Most of these that escaped made their way into the North, and Thráin I, Náin’s son, came to Erebor, the Lonely Mountain, near the eastern eaves of Mirkwood, and there he began new works, and became King under the Mountain. In Erebor he found the great jewel, the Arkenstone, Heart of the Mountain. But Thorin I his son removed and went into the far North to the Grey Mountains, where most of Durin’s folk were now gathering; for those mountains were rich and little explored. But there were dragons in the wastes beyond; and after many years they became strong again and multiplied, and they made war on the Dwarves, and plundered their works. At last Dáin I, together with Frór his second son, was slain at the door of his hall by a great cold-drake.

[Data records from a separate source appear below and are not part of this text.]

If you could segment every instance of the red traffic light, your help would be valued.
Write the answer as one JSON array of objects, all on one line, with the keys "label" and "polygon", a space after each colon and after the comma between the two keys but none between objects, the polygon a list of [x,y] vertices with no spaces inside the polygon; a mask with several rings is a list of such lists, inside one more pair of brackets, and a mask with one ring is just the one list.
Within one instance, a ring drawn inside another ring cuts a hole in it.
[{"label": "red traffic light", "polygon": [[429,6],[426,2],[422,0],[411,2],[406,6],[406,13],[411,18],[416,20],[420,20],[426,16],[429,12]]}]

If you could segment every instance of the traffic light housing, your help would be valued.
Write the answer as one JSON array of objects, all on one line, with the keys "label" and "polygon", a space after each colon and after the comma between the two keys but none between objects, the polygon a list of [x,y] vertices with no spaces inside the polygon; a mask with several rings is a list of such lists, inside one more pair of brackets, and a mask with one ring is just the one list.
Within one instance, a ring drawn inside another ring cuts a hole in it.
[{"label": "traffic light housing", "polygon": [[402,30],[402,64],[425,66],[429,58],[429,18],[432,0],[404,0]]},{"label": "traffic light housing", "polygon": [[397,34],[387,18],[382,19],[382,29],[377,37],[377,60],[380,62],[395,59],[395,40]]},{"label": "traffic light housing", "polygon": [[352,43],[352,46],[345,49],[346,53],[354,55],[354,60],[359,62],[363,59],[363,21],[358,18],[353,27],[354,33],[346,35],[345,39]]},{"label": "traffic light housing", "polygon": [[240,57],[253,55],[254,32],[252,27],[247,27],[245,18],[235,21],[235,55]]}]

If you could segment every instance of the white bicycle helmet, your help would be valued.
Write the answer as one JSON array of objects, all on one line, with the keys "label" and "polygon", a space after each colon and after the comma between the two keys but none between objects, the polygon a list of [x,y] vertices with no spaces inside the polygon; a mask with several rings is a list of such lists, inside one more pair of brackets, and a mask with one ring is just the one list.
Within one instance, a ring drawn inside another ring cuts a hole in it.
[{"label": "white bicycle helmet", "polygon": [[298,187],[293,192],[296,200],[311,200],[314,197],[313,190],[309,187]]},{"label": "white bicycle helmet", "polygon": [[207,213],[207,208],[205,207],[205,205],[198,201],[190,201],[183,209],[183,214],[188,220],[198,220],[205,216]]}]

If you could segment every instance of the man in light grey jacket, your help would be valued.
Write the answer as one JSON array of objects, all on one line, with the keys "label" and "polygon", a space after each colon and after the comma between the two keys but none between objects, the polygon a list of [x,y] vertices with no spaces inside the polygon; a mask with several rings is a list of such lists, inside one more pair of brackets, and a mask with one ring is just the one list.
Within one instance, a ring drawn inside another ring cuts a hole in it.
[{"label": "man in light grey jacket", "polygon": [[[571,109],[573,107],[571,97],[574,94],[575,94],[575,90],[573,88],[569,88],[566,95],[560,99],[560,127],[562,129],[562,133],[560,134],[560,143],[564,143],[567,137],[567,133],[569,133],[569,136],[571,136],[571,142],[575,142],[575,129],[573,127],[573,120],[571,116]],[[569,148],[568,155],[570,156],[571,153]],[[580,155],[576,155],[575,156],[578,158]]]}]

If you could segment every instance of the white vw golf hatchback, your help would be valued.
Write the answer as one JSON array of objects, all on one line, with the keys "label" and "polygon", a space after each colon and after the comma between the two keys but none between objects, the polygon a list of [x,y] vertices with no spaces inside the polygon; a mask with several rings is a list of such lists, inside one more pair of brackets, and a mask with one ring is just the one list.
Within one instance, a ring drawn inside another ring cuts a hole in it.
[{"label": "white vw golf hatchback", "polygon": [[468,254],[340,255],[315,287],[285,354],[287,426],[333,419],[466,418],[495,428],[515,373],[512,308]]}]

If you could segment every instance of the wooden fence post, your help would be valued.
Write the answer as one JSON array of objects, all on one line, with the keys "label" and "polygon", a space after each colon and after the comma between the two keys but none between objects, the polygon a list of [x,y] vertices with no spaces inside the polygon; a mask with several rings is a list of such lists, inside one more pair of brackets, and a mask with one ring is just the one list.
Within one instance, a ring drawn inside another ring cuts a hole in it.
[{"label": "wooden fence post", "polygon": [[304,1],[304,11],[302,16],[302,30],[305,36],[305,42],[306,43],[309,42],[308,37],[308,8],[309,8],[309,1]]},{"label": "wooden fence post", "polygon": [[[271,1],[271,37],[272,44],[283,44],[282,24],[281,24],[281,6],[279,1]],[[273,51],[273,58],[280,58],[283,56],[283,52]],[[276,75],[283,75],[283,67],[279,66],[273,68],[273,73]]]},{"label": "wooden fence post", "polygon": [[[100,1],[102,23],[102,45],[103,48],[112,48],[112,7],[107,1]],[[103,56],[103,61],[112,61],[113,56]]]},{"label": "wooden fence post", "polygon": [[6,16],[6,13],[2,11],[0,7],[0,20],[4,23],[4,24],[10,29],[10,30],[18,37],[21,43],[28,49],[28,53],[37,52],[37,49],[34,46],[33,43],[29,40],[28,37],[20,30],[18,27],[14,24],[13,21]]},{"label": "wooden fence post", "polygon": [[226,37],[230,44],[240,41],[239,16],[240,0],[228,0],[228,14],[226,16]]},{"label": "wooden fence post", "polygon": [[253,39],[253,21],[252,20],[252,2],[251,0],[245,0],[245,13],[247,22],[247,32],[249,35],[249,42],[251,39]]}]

Though I have discussed the Icebay of Forochel and the Withered Heath before, I have yet to take a closer look at the frozen wasteland that they bordered. Most simply called it the Northern Wastes, though it was once known as Forodwaith before the breaking of Arda. It was a flat and featureless land that stretched on for endless leagues into the north. The great sea of Belegaer stretched up to border the realm to the west, a frigid sea, like the ancient Helcaraxë, was covered in “vast fogs and mists of deathly cold, and the sea-streams were filled with clashing hills of ice and the grinding of ice deep-sunken.” Andbeyond even the ice bay of Forochel, the frozen earth and frozen sea merged into one great vast plain of ice where none but the greatest cold drakes could survive for long.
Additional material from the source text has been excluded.